The plan has set goals believed to lead to that improvement, as well as "pathways" to the achievement of each goal.
"We are prioritizing existing gaps and deficiencies to make sure our most skilled faculty and the school system’s resources are directed where they can make the biggest impact. We’re expanding opportunities for enrichment, college and career preparation and advanced training for students across the district. Most importantly of all, we are focused on graduating students on time, as well as increasing the number of LPSS students testing at or above grade level and earning workforce credentials or higher ACT scores," she writes.
To read the report, scroll down.
The construction report updates board members on progress made on more than $1 billion in maintenance and construction projects that were planned more than 10 years ago. Over the past decade, more than $276 million has been spent on the projects that have been completed, along with $142 million in selective maintenance.

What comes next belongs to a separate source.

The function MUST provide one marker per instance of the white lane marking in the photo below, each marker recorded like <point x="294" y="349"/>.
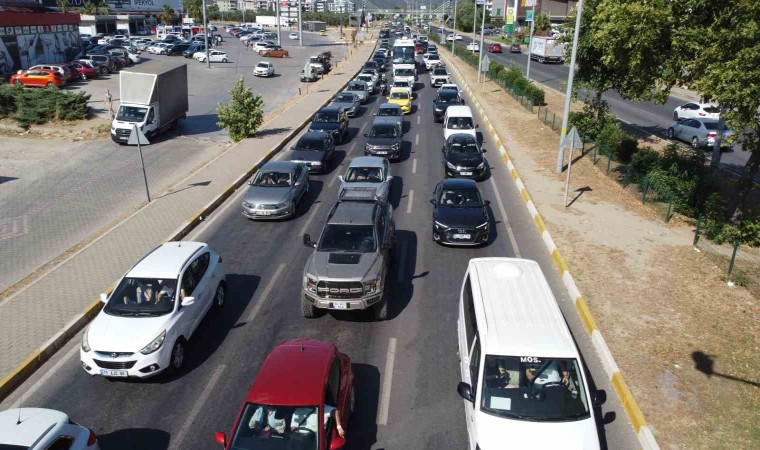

The design process for three new schools is underway; they would replace Lafayette High, Carencro Heights and Prairie. To read the updated construction plan, scroll down.
Requests for Proposals (RFQs) are currently out to select an architect for the Lafayette High project, while Carencro Heights has been assigned an architect and property has been purchased. The designs for Carencro Heights and Prairie are currently in progress.
Board member Tehmi Chaisson said he hopes to put an agenda item together for future phases that will create a priority lists of schools to be renovated, instead of the board hoping for a certain school or leaving to change which properties are slated next for renovations.